Use the Adam optimizer with step size parameter \(\alpha = 0.001\) and decay parameters \(\rho_1 = 0.99\) and \(\rho_2 = 0.999\). If you are using TensorFlow, you may find the code tf.keras.optimizers.Adam(0.001, 0.99, 0.999) useful for doing this. Run the training process you ran above in Part 2 (using the original minibatch size of \(B = 32\) and the original network architecture). Report your observations, including the same plots and wall-clock time measurement described in Part 2.


Project Deliverables. Submit your code containing all the functions your implemented. Additionally, submit a written lab report containing the following.

  1. A 1-2 paragraph abstract summarizing what you did in the project.
  2. Your plots and wall-clock time observations for Part 2.
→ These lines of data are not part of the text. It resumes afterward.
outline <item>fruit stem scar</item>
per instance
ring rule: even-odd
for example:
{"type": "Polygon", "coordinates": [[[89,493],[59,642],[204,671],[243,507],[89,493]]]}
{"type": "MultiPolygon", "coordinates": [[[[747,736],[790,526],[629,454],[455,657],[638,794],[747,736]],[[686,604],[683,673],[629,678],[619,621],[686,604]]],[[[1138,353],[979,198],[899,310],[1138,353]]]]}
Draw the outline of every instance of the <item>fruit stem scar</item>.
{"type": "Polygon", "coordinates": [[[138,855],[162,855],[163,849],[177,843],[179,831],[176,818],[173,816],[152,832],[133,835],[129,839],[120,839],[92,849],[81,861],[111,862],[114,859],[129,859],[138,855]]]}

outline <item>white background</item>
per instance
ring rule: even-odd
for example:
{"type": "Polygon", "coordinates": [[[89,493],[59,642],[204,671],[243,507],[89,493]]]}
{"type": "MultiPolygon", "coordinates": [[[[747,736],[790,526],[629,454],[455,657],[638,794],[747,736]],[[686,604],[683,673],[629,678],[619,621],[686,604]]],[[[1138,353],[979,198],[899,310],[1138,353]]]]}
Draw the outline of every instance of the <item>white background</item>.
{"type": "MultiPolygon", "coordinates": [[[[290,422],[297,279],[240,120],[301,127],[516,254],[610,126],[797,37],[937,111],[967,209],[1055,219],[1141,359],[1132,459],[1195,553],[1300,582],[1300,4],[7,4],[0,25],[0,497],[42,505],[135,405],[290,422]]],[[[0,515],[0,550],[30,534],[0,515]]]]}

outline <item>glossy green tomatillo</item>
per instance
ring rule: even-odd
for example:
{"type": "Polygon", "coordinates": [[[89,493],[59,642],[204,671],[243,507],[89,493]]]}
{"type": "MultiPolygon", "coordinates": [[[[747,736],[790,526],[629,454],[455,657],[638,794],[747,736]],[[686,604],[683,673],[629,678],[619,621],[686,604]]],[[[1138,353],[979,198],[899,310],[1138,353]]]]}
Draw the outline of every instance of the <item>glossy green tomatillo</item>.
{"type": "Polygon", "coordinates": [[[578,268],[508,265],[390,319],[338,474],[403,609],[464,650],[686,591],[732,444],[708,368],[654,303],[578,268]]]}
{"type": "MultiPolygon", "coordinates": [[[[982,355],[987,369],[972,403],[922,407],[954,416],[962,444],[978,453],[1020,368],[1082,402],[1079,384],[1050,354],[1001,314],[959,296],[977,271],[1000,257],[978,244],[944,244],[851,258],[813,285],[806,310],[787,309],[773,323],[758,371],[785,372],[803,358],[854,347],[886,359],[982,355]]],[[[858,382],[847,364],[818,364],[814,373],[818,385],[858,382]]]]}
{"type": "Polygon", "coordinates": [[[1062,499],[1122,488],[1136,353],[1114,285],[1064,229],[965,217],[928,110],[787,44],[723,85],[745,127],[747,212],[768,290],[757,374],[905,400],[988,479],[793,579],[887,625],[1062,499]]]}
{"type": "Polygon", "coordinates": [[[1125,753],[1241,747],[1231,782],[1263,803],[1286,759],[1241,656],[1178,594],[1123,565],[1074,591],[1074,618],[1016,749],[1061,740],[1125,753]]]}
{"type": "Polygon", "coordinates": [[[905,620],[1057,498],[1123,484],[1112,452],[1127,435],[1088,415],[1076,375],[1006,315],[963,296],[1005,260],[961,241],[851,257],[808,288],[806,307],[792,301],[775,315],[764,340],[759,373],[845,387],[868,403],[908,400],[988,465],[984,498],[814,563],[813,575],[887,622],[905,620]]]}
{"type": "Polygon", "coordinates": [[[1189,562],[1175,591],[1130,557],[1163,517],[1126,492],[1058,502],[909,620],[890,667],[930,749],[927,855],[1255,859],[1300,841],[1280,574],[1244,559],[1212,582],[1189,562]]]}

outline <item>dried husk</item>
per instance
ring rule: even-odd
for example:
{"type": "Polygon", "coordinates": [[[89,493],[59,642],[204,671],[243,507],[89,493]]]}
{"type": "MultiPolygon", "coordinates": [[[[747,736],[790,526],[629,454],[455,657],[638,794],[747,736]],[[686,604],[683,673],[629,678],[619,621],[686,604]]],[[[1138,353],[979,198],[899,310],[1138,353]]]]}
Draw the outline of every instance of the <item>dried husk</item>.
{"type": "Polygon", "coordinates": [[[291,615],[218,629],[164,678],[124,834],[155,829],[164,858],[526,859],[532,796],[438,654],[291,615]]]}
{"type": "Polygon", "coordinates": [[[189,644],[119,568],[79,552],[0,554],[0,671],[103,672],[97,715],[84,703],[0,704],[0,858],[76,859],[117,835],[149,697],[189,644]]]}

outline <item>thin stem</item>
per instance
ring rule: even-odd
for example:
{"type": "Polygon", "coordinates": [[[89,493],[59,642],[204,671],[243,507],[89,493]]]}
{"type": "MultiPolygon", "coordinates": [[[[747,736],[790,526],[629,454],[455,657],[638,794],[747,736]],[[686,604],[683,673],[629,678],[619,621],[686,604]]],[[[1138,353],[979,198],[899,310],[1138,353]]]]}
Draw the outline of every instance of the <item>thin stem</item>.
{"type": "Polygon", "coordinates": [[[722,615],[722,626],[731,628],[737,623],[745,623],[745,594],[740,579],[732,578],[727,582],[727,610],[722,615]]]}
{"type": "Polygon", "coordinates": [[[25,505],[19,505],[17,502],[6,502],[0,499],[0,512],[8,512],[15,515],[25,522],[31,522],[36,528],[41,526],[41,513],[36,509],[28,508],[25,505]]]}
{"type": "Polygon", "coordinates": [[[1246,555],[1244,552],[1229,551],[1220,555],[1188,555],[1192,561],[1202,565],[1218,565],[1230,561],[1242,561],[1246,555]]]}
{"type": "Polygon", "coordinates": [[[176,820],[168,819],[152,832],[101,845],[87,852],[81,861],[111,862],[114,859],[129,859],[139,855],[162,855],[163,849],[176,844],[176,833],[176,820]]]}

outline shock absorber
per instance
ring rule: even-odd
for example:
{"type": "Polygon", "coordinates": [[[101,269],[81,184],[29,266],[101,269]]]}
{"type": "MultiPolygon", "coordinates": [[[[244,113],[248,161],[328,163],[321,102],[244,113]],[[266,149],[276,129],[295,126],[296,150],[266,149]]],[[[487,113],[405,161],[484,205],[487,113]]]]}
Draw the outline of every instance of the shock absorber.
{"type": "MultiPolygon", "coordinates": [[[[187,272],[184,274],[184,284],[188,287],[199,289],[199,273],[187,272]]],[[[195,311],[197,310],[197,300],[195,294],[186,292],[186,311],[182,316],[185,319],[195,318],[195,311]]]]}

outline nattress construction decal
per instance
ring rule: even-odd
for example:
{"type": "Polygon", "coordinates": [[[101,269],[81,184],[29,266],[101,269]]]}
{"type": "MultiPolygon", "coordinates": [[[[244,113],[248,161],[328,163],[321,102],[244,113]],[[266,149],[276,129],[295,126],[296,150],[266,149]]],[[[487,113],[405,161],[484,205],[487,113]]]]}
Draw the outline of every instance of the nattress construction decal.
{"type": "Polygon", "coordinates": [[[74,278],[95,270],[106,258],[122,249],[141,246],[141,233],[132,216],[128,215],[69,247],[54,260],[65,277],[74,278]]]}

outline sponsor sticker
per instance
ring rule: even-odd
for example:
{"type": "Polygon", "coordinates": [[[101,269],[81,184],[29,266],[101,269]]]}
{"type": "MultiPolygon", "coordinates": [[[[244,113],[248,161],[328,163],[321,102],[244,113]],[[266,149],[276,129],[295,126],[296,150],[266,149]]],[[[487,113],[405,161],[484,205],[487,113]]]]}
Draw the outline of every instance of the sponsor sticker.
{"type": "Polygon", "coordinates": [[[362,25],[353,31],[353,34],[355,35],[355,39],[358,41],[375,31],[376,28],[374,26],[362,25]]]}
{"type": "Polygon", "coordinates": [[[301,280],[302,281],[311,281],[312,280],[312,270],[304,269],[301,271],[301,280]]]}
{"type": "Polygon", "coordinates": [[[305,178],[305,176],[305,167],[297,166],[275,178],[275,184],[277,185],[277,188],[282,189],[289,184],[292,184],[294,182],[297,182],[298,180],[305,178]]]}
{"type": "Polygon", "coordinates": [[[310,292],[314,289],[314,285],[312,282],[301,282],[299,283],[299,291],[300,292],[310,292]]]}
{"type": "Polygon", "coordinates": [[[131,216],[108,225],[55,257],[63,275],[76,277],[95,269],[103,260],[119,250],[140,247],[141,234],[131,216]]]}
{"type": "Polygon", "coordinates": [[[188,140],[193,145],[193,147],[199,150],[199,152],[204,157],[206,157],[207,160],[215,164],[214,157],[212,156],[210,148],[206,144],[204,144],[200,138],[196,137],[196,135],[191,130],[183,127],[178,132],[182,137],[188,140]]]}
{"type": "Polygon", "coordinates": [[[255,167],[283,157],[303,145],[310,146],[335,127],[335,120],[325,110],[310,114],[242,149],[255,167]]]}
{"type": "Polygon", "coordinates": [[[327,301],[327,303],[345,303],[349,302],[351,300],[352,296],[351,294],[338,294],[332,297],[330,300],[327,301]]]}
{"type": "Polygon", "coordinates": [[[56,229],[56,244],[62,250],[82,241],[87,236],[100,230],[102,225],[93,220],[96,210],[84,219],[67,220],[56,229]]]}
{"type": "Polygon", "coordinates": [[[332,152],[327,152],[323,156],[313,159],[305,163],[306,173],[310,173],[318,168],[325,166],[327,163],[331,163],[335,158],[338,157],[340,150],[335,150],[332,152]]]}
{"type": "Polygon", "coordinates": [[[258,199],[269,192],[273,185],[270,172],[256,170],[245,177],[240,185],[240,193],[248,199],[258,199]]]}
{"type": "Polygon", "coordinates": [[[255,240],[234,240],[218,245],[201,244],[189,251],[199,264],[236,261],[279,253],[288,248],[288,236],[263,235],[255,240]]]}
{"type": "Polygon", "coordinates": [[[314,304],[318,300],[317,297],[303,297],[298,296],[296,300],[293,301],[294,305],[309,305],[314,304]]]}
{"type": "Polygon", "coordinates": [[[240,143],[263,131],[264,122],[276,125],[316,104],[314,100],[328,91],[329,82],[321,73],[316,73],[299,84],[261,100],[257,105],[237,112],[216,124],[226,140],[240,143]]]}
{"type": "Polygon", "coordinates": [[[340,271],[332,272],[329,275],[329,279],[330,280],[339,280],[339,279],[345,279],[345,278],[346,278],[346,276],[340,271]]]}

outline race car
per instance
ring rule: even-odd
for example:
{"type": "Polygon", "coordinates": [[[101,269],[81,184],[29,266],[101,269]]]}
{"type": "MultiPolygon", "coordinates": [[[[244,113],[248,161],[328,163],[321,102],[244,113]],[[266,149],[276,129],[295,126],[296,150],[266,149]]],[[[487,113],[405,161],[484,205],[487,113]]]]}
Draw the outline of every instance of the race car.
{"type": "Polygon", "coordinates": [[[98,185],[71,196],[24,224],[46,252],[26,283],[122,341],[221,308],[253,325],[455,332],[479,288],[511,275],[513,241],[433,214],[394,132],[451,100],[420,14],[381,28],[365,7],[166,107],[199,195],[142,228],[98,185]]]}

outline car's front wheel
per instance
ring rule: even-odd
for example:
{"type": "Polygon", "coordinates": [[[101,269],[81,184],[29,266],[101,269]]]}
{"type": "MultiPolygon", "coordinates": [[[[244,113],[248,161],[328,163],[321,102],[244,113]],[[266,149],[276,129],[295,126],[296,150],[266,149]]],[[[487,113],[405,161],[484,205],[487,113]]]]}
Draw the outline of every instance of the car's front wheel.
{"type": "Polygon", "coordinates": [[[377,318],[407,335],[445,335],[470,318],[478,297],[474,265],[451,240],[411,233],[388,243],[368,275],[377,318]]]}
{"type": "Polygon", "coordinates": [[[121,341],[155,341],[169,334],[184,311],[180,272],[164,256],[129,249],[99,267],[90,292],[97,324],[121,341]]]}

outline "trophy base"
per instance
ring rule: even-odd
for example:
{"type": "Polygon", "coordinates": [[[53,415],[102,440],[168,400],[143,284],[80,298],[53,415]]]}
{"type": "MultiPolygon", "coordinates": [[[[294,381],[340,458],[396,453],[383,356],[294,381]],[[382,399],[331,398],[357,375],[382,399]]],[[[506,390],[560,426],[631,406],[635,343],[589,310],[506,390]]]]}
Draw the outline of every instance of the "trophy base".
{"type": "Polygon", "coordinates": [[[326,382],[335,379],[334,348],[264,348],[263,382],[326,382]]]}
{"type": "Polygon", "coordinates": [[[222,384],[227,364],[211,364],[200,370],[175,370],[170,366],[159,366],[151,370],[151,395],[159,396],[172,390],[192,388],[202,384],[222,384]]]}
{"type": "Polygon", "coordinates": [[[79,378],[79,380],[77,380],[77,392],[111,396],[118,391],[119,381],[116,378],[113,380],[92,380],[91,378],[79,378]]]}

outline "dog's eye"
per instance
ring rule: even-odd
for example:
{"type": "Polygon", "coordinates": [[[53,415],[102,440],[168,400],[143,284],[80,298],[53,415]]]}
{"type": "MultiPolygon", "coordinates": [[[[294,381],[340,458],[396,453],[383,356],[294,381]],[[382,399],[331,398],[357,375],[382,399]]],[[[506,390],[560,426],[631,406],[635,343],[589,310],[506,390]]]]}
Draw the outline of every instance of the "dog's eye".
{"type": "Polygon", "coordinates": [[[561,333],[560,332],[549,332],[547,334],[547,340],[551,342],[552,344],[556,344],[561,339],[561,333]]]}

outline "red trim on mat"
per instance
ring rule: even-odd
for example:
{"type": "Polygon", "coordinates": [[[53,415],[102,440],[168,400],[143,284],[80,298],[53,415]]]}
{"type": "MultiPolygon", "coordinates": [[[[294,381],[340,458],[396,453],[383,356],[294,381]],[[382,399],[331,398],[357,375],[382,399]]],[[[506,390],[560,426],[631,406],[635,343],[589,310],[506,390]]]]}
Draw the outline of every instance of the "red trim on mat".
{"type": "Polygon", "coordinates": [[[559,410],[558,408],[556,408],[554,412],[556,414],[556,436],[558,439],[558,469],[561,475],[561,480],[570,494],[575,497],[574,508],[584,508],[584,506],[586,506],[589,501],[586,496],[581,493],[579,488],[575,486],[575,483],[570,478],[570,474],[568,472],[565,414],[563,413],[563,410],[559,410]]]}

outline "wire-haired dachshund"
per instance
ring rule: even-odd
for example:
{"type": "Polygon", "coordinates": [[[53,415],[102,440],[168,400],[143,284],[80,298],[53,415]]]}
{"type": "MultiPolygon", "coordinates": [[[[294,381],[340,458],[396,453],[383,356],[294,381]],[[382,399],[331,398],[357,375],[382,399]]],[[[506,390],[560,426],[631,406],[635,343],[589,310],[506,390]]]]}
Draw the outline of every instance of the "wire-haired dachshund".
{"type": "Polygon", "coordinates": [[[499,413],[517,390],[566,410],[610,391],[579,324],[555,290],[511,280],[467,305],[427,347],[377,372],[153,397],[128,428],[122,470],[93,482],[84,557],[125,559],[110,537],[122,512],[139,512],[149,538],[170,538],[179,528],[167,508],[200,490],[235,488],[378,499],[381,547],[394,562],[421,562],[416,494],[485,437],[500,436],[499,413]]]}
  3. Your hypotheses and explanations of the hypotheses for Part 3.
  4. Your plots and wall-clock time observations for Part 3, and text explaining whether your hypotheses were validated or falsified.
  5. Your hypotheses and explanations of the hypotheses for Part 4.
  6. Your plots and wall-clock time observations for Part 4, and text explaining whether your hypotheses were validated or falsified.
  7. Your hypotheses and explanations of the hypotheses for Part 5.
  8. Your plots and wall-clock time observations for Part 5, and text explaining whether your hypotheses were validated or falsified.
  9. Your plots and wall-clock time observations for Part 6.